Admit rate drops to 7.2 percent

Following the release of admission decisions last Friday, 2,300 applicants will have the opportunity to call themselves members of the Stanford Class of 2014 this coming fall.

Over the last several years, record numbers have marked Stanford’s admission season. The University has again set a record by accepting only 7.2 percent of this year’s applicant pool out of more than 32,000 students.

The number of applicants also jumped from the approximate 30,000 applications received for the Class of 2013. Stanford admitted 2,427 students in 2009, including 127 applicants from the waitlist.

An anticipated 20 transfer students will also be accepted this year and 998 students were waitlisted.

The number of early action applicants rose 3.8 percent to 5,566 applicants, and the projected size of next year’s freshman class is around 1,700 students.

Admission decisions were released six days ahead of schedule to “alleviate anxiety,” according to Director of Admission Shawn Abbott. Just three percent of applicants were given a spot on the waitlist. Abbott said that dropping to a 7.2 percent admit rate makes “admission more competitive than ever before.”

To deal with the rise in applications, reading was divided between 24 admission officers and part-time hours were raised to 30 hours per week from 20. According to Abbott, the online system greatly expedited the processing of applications, meaning that applications could be read immediately after the submission deadline.

“We still move through each application the same way, reading all parts and providing a thorough, holistic review,” wrote Abbott in an e-mail to The Daily in February. “Every application is still read by a human being and there is no pre-screening done for any part of the applicant pool.”

Harvard, Princeton and the University of Chicago also saw a rise in applicant numbers, with Princeton seeing a 19-percent increase from just last year. These universities will release their admission decisions on April 1st.

The nationwide influx is largely attributed to lower acceptance rates driving students to apply to more schools to better their odds of acceptance. Last year, Stanford was ranked the third most selective university in the nation behind Harvard and Yale, both of which also accepted seven percent of applicants last year.

Spencer Nelson, one of 753 students accepted from the early action pool in December, accepted his admission offer last week. Initially he planned on applying to Dartmouth early, but said that Stanford’s early action program, which is non-binding and a much shorter wait, was “much more attractive.”

“It was awful waiting to hear,” he said. “I would walk around thinking, ‘Five more days, five more days.’”

And when the early action decisions were released ahead of schedule, Nelson said, “it was a great relief.”

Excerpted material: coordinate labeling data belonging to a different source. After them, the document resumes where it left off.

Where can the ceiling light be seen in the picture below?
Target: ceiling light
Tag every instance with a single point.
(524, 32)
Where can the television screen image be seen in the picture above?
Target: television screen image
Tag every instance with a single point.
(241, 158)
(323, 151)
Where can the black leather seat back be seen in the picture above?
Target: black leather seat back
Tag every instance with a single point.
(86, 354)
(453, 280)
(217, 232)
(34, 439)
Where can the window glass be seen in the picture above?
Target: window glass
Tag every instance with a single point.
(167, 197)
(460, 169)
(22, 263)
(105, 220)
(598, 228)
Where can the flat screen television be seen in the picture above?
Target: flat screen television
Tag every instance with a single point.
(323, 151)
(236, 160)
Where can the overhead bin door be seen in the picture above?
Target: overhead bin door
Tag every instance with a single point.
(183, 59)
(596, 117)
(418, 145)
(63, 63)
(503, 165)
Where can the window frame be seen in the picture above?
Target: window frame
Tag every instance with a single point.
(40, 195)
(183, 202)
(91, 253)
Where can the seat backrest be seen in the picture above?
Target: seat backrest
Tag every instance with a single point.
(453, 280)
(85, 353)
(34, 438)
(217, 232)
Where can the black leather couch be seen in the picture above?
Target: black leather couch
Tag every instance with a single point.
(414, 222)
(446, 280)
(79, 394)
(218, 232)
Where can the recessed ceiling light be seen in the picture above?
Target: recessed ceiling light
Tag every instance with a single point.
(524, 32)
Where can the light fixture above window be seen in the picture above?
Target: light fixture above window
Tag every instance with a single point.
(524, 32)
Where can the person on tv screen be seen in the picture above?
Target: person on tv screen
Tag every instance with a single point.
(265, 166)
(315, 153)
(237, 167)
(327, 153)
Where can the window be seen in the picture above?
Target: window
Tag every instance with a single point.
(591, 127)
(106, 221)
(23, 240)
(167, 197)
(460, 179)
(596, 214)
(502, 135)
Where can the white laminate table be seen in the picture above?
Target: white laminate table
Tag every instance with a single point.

“Waiting to hear the decision was like walking on hot coals,” he said. “And I was pretty sure that if I got in I would want to go.”

“I imagine that for the kids who didn’t get in, hearing before the promised date would have been awful, but waiting really sucks,” Nelson said.

Accepted students have until May 1 to accept or reject their offer.

Daniel Khalessi contributed to this report

  • observer

    I doubt that admissions notices were sent a week ahead of the normal April 1 date (to which most top schools – including Harvard, Yale and Princeton adhere) in order to “relieve anxiety.”

    Far more likely, the goal was to give common admits their “first kiss” – raising the liklihood that that they will choose Stanford over its rivals. This is just another variation on the “likely letter” initiative, under which roughly 20% of the regular admits were unofficially notified weeks ago. Its all about yield rate enhancement.

  • likely letters

    Only 1% of applicants were notified by likely letters according to an article also published today.

  • observer

    “1% of the applicants” means 320 people. 2,300 total admits minus 753 early admits means 1,1547 regular admits.

    20% of those regular admits amounts to 309 people.

    Thus, about 21% of the regular admits got “likely letters,” Likely letters are not sent to early admits, for whom the turn-around time is short after their application and who are not facing a pending offer from a competitor.

    In addition, of course, there are the recruited athletes (many scores of them) who are committed to attend by virtue of a so-called “letter of intent” issued months earlier.

    When, finally, you consider that about 85% of the 753 early admits have had 90 days to be romanced exclusively by Stanford are likely to enroll, it is easy see why the yield rate has risen in the last few years.